Полёт, в который увлекает человека древняя русская сила – чёрт Вакулы, конь из «Пропавшей грамоты», ведьма-панночка, порождает в этом человеке хоть и неприятное, но всё же томительное и сладкое чувство. Этот полёт околдовывает человека, показывая всё великолепие уходящего века, спрятавшего своё солнце в опрокинутом и спящем с открытыми глазами мире.
«Он видел, как вместо месяца светило там какое-то солнце; он слышал, как голубые колокольчики, наклоняя свои головки, звенели. Он видел, как из-за осоки выплывала русалка, мелькала спина и нога, выпуклая, упругая, вся созданная из блеска и трепета. Она оборотилась к нему – и вот ее лицо, с глазами светлыми, сверкающими, острыми, с пеньем вторгавшимися в душу, уже приближалось к нему, уже было на поверхности и, задрожав сверкающим смехом, удалялось, – и вот она опрокинулась на спину, и облачные перси ее, матовые, как фарфор, не покрытый глазурью, просвечивали пред солнцем по краям своей белой, эластически-нежной окружности. Вода в виде маленьких пузырьков, как бисер, обсыпала их. Она вся дрожит и смеется в воде…»

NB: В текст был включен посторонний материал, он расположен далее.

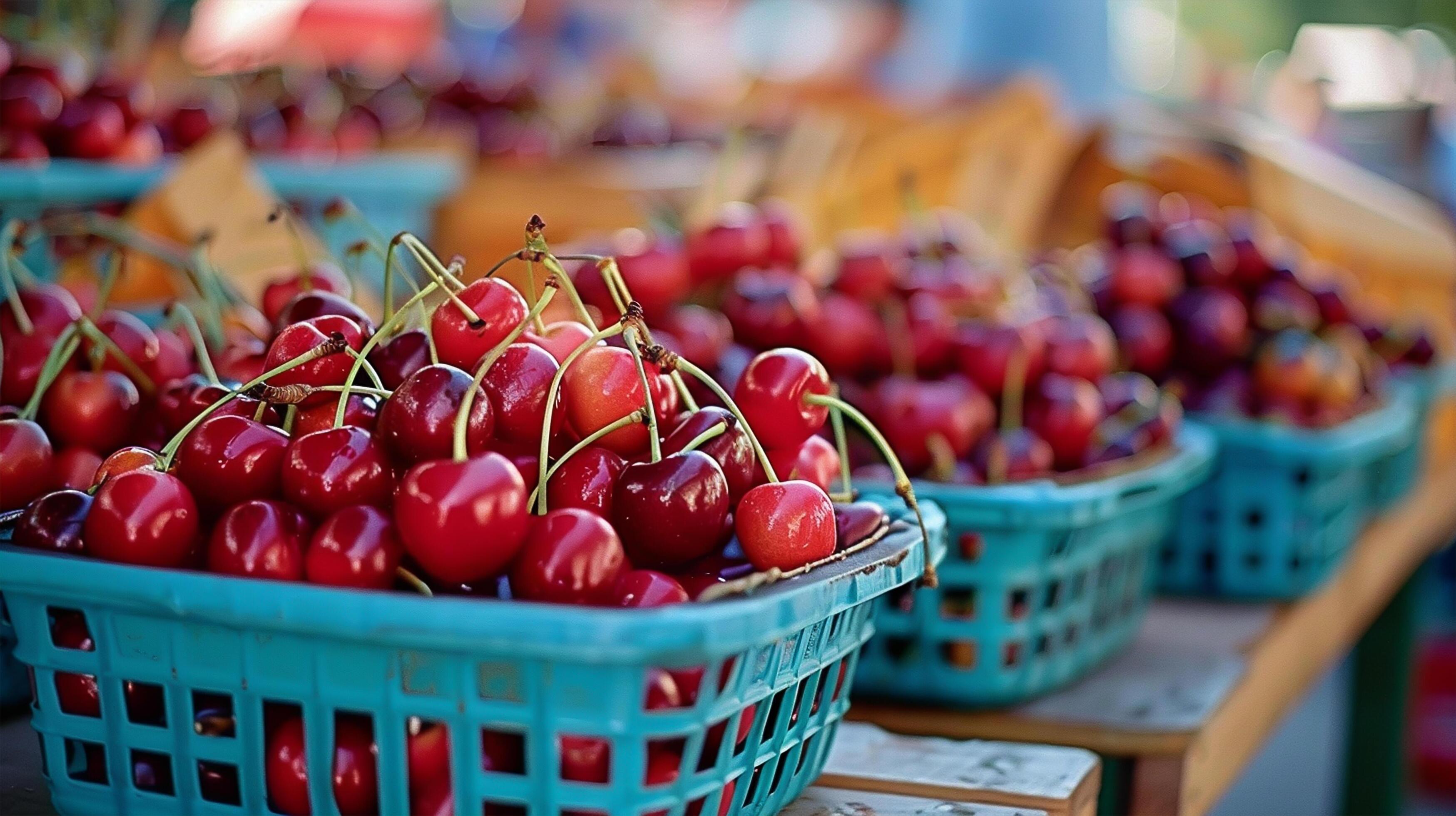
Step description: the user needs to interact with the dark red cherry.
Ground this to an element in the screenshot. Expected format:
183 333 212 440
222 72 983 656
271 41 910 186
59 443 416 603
734 481 837 570
304 504 405 589
395 453 530 583
378 363 498 465
282 425 395 519
612 450 729 565
175 414 288 510
83 469 198 567
430 279 525 369
207 498 313 582
511 507 626 606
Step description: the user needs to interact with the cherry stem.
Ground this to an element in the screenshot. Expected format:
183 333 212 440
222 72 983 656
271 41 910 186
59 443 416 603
166 300 223 385
536 316 626 510
622 326 662 462
525 408 647 516
77 316 157 396
673 356 779 483
804 393 939 587
453 279 556 462
160 334 348 471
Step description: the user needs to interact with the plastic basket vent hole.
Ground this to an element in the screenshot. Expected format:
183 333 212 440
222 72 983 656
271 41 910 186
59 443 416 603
131 751 176 796
65 739 111 786
197 759 243 807
941 587 976 621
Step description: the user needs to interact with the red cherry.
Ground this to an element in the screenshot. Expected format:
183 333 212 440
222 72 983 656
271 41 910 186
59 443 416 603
83 469 198 567
41 372 141 452
430 279 527 369
395 453 530 583
613 570 689 609
732 348 830 448
612 450 729 565
304 504 405 589
264 315 364 405
378 364 498 465
0 420 54 510
207 500 313 582
282 425 395 519
734 481 836 570
175 414 288 509
511 507 626 606
541 445 626 519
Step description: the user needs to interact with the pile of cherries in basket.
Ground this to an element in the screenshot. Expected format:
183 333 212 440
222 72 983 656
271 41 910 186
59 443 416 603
578 201 1181 484
1076 182 1436 427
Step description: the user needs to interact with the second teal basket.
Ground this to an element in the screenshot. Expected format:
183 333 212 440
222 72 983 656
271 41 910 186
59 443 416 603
855 427 1214 707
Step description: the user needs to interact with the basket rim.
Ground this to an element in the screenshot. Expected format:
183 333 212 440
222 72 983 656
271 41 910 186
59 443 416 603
0 503 945 663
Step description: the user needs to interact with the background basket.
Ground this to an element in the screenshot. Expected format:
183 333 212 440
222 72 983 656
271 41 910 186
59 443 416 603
856 427 1214 705
0 498 943 816
1160 396 1415 599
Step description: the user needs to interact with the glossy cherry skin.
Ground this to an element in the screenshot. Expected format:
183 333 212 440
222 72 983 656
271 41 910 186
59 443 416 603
480 343 562 448
175 414 288 510
378 363 498 465
83 469 198 567
264 315 364 407
511 507 627 606
395 453 530 583
0 420 55 510
613 570 690 606
734 480 837 570
10 490 92 555
41 372 141 452
541 445 627 519
732 348 830 448
430 279 527 369
304 504 405 589
368 329 430 391
207 498 313 582
1026 373 1105 469
612 450 729 567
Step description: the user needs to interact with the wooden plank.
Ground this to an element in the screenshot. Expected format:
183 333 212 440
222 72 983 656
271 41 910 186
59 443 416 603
818 723 1101 816
779 787 1047 816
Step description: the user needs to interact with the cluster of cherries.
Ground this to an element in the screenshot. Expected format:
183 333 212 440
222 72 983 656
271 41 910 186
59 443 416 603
567 201 1181 484
1075 182 1436 427
0 211 914 813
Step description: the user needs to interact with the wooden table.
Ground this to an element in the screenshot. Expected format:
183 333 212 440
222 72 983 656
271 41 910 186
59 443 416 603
850 465 1456 815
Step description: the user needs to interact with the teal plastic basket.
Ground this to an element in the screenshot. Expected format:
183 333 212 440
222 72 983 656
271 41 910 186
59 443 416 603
1160 388 1415 599
0 498 943 816
855 427 1214 707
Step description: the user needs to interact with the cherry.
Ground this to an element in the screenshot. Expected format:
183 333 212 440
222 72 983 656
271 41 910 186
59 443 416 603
282 425 395 517
531 443 620 519
430 279 527 369
613 570 690 609
378 363 498 465
612 450 729 565
264 315 364 405
304 504 405 589
175 414 288 510
368 329 430 391
769 436 839 493
511 507 626 606
10 490 92 555
1026 373 1105 469
41 372 141 452
83 469 198 567
207 498 313 582
395 453 530 583
732 348 830 448
734 480 837 570
0 420 54 510
662 405 763 503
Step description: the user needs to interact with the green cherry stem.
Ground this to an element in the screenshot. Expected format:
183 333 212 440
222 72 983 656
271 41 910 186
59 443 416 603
804 393 939 587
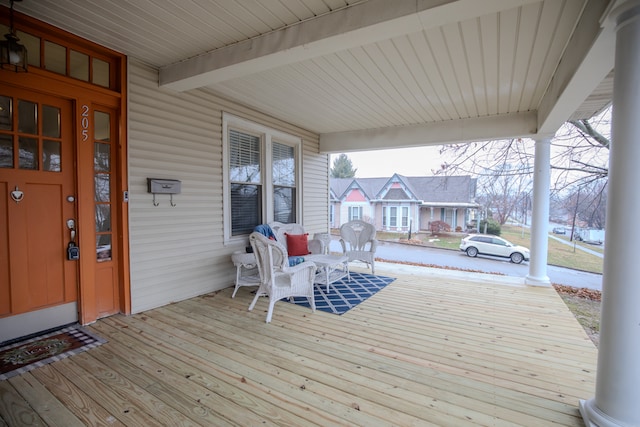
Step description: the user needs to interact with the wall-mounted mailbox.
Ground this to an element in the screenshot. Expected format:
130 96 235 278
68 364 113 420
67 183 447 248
147 178 182 194
147 178 182 208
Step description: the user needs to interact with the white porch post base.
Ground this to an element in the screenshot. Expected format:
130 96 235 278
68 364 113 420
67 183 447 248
580 399 629 427
524 274 551 286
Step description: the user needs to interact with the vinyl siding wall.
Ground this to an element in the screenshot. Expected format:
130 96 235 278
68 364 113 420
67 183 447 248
128 60 329 313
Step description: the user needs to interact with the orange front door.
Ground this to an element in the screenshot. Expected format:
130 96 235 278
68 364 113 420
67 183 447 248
0 85 78 341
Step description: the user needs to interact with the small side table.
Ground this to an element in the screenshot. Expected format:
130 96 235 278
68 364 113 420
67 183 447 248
313 233 331 255
231 251 260 298
305 255 351 293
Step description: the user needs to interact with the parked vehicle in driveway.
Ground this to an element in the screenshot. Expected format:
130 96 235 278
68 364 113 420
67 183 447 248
460 234 529 264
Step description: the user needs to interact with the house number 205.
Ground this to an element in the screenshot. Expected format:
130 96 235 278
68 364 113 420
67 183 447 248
80 104 89 141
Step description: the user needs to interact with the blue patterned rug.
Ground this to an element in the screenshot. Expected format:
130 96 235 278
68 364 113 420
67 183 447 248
284 273 396 314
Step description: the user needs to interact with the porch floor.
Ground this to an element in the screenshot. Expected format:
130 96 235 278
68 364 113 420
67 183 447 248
0 265 597 427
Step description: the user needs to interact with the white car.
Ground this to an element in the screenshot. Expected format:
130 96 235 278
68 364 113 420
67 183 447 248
460 234 529 264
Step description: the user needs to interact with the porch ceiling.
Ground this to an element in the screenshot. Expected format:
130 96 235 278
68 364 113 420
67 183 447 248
12 0 616 152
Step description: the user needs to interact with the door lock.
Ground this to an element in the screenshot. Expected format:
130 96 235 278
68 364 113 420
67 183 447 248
67 219 80 261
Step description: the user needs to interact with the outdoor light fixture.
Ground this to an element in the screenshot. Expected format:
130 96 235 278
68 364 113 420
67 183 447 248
0 0 27 73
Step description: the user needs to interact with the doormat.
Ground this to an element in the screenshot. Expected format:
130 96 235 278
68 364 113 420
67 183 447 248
0 326 107 381
285 273 396 314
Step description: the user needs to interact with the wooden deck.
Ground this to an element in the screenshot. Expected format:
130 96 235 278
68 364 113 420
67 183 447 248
0 266 596 427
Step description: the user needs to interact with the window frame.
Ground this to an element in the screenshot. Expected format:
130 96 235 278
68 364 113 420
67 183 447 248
222 112 303 245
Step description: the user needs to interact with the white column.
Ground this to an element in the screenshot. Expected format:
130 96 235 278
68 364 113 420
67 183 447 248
580 0 640 427
525 137 551 286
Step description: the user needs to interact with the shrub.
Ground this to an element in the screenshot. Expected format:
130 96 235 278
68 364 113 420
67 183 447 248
429 221 451 234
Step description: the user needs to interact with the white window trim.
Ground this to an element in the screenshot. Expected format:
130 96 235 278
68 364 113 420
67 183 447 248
222 112 304 245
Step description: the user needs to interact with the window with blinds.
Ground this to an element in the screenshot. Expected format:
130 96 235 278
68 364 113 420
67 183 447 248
229 129 262 236
223 113 302 242
271 142 296 224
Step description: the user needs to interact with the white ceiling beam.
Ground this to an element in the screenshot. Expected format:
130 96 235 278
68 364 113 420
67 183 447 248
159 0 540 91
320 112 537 153
538 0 615 134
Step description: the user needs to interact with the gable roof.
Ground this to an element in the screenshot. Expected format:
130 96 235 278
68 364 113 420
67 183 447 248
329 174 476 205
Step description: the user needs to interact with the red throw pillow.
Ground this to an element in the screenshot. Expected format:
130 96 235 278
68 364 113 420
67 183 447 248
284 233 310 256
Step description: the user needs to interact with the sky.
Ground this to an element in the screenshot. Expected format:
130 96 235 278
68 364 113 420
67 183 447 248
331 145 442 178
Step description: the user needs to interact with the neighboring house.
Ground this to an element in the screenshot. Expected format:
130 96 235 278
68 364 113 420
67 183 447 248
330 174 479 232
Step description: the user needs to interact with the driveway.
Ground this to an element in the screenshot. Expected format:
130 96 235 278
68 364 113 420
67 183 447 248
330 236 602 291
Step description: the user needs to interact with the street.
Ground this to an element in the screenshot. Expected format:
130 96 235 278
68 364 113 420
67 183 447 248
330 236 602 291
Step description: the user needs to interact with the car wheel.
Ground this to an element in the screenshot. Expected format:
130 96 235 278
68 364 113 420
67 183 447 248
467 246 478 258
511 252 524 264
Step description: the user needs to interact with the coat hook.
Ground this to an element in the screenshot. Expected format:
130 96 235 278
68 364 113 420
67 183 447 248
11 185 24 203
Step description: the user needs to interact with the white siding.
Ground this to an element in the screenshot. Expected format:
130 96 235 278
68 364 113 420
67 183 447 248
128 61 329 313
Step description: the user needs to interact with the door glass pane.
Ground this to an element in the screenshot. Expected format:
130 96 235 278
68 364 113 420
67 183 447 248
96 204 111 233
94 173 111 202
69 50 89 82
93 142 111 172
16 31 40 67
0 96 13 130
42 139 62 172
96 234 111 262
18 137 38 170
92 58 109 87
93 111 111 142
0 135 13 168
18 99 38 135
42 105 60 138
44 40 67 74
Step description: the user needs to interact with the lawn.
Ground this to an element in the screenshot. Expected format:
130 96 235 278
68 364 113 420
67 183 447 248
390 225 603 274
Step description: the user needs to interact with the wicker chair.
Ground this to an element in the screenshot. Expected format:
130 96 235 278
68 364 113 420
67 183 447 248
249 232 316 323
340 220 378 274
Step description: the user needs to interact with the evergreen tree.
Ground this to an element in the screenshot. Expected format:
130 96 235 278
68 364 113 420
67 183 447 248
331 153 357 178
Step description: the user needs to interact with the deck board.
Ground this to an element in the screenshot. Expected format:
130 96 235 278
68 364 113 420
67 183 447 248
0 266 597 427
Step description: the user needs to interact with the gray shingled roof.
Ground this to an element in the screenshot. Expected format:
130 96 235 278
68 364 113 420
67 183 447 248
330 175 476 204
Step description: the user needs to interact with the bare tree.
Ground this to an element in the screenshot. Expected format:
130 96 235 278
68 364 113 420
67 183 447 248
432 108 611 224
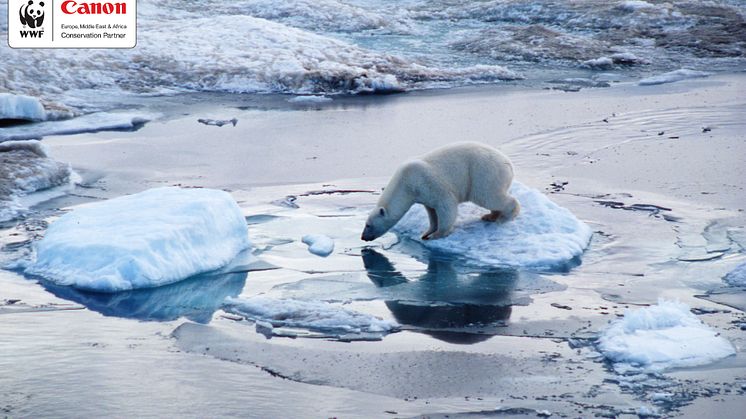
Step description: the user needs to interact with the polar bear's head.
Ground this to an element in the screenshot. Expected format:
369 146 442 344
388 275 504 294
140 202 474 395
360 207 392 242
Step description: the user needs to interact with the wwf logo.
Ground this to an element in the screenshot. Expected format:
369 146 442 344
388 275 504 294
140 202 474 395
18 0 44 29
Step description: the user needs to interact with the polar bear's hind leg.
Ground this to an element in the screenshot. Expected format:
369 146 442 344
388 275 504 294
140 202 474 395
422 206 438 240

Только ограниченное и безжизненное представление может прочесть это как описание «низших форм жизни», среды обитания или просто как художественный вымысел, сказочный фон. Но именно так, с неким высокомерием рассматривали образность Гоголя Шевырев и Белинский, а за ними и многие последующие. При этом наши специалисты совершенно игнорируют то упорное постоянство, начиная с «Вечеров на хуторе близ Диканьки» и заканчивая «Мёртвыми душами», с каким Н. В. настаивает на единстве всего, что ни есть в каждом мирном уголке русской земли: людей, неба, деревьев и растений, степей, рек, птиц, гор, полей и ветра. Это единство, в котором «всё что ни есть», рождается и исчезает, не общность, установленная взаимодействием разнородного, это изначальное единство. Это русское единство – торжество жизни, одной и той же жизни не как свойства или принадлежности отдельного существа, а жизни как творения, как стихии становления «всего, что ни есть».
Именно так великий писатель переживал и описывал эту матрицу. Его проза – не вымысел, не результат воображения, не фантазия, а видение, живой сон, дрёма сущего: его майская ночь, его приднепровая степь, его купающаяся в опрокинутом море травы русалка, – не плоды его фантазии, а «полусон», как называет своё состояние сам русский писатель, живой сон старого русского света, который светит только в том, кто намеревает всё-как-жизнь или жизнь-как-всё.
Это намерение оживляет русский язык, высвобождает упакованную в нём магию древнего мира, погружает человека в живую гармонию всего сущего, которая всё ещё звучит в песнях, легендах, преданиях и поэтому всё ещё жива в людях.
«Видит ли он это или нет? Наяву ли это или снится? Но там что? Ветер или музыка: звенит, звенит, и вьется, и подступает, и вонзается в душу какою-то трелью… «Что это?» – думал философ Хома Брут, глядя вниз, несясь во всю прыть. Пот катился с него градом. Он чувствовал бесовски сладкое чувство, он чувствовал какое-то пронзающее, какое-то томительно-страшное наслаждение. Ему часто казалось, как будто сердца уже вовсе не было у него, и он со страхом хватался за него рукою.
Изнеможденный, растерянный, он начал припоминать все, какие только знал, молитвы. Он перебирал все заклятия против духов – и вдруг почувствовал какое-то освежение; чувствовал, что шаг его начинал становиться ленивее, ведьма как-то слабее держалась на спине его. Густая трава касалась его, и уже он не видел в ней ничего необыкновенного. Светлый серп светил на небе.